BM: Digital trust is critical, and Europe has a strong head start when it comes to sovereignty and data protection. We fully support these initiatives and our cloud strategy is fully aligned with current European rules.

Our data strategy is clear: our customers’ data is only theirs and we make it completely anonymous so we can’t access it. We are not at all in the business of data marketing, and since our architecture is not multi-tenant, this requires that data centers be deployed locally.

What is your development strategy for Europe?

BM: We are growing very quickly everywhere: across Europe with data center deployment projects to adapt to new data management regulations and to meet the needs of our customers. We also launch in the Middle East, Japan and other places, because our ecosystem is global. Each country or company has its own program, and this requires us to devote engineers or marketing experts to this task.

What do you think of the current craze around generative AI like ChatGPT? Does this herald a strong comeback for chatbots?

BM: ChatGPT has a consumer-centric approach to data usage which is why we decided to integrate OpenAI into our platform. But we don’t just follow fashion: we always start from specific use cases to determine whether language models are suitable for implementation. We also have an exclusive partnership with Nvidia to explore potential breakthroughs in this area.

Chatbots never went away, but the difference today is that conversation on a global scale is made possible. We launched an innovative AI solution called “Now Assist for Virtual Agent” that allows employees to ask simple questions and let the AI ​​look up information for them based on context and person. Our solutions also improve productivity by at least a third.

These new paradigms make exchange more relevant, even more “human”. And in the world of programming, this is also a game-changer: you can now send a simple text to an AI that will take care of converting it into code.

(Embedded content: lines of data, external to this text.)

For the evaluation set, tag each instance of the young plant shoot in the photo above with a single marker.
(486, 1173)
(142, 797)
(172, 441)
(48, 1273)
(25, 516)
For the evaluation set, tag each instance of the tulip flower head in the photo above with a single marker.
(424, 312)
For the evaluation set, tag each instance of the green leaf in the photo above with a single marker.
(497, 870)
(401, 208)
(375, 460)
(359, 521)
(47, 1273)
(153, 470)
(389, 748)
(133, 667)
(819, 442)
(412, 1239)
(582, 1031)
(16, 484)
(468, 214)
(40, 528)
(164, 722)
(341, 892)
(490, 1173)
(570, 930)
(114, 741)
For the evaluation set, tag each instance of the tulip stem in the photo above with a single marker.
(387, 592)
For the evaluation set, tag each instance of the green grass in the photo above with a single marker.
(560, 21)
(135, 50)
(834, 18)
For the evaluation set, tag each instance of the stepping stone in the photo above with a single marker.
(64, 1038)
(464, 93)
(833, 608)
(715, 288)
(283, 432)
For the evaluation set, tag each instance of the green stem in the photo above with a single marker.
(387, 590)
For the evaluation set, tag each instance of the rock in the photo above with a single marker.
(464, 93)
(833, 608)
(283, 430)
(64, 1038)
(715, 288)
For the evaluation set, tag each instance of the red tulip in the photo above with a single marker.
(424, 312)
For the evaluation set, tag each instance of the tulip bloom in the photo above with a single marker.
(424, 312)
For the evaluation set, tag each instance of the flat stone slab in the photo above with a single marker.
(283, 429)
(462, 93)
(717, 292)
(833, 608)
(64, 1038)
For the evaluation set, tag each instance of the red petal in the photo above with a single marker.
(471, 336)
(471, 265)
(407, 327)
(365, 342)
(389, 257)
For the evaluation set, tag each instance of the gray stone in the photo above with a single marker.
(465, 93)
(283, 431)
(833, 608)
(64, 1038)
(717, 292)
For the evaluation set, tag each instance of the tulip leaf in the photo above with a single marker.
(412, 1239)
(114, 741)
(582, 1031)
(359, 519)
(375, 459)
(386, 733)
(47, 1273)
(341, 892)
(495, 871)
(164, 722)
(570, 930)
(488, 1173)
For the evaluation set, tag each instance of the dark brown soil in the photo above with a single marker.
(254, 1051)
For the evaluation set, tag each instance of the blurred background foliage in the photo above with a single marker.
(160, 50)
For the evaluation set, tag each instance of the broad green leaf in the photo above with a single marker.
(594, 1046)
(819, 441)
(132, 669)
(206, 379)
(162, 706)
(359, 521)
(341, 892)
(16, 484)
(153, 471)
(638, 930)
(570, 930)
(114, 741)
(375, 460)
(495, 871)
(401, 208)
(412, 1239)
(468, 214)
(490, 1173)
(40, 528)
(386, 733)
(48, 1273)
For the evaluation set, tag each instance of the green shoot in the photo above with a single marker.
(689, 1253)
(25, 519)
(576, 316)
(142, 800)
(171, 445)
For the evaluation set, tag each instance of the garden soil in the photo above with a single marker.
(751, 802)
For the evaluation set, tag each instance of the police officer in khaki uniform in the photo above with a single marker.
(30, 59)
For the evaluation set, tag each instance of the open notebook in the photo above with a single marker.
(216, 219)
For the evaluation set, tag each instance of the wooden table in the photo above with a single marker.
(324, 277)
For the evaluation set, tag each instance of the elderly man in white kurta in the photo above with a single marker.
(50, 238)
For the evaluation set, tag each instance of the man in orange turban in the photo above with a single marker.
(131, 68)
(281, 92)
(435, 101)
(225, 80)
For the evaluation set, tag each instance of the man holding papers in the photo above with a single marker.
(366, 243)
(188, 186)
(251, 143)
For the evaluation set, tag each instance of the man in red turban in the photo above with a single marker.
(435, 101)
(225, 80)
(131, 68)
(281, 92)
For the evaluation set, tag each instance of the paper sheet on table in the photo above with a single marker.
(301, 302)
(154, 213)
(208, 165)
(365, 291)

Isn’t technology going too fast, adding to the concerns of some employees?

BM: You have to see things from an optimistic angle: it is clear that your business may be affected but that does not mean that it will disappear. What’s more, the promise of technology is greater prosperity and greater productivity. This will necessarily involve replacing situations that are considered repetitive and boring. It is essential to remember that computers only serve humans.

This is a fairly old fear, but publishers have always developed new solutions that have created new jobs. Today, artificial intelligence is going through a turning point like that of the iPhone: very quickly no one will be able to do without it and new skills will be born.

Expectation is always worse than realization and 40% of CEOs admit that their business model will not be viable in the next 10 years if they fail to transform. Moreover, 90% of them believe that this digital transformation is very important in the context of a recession.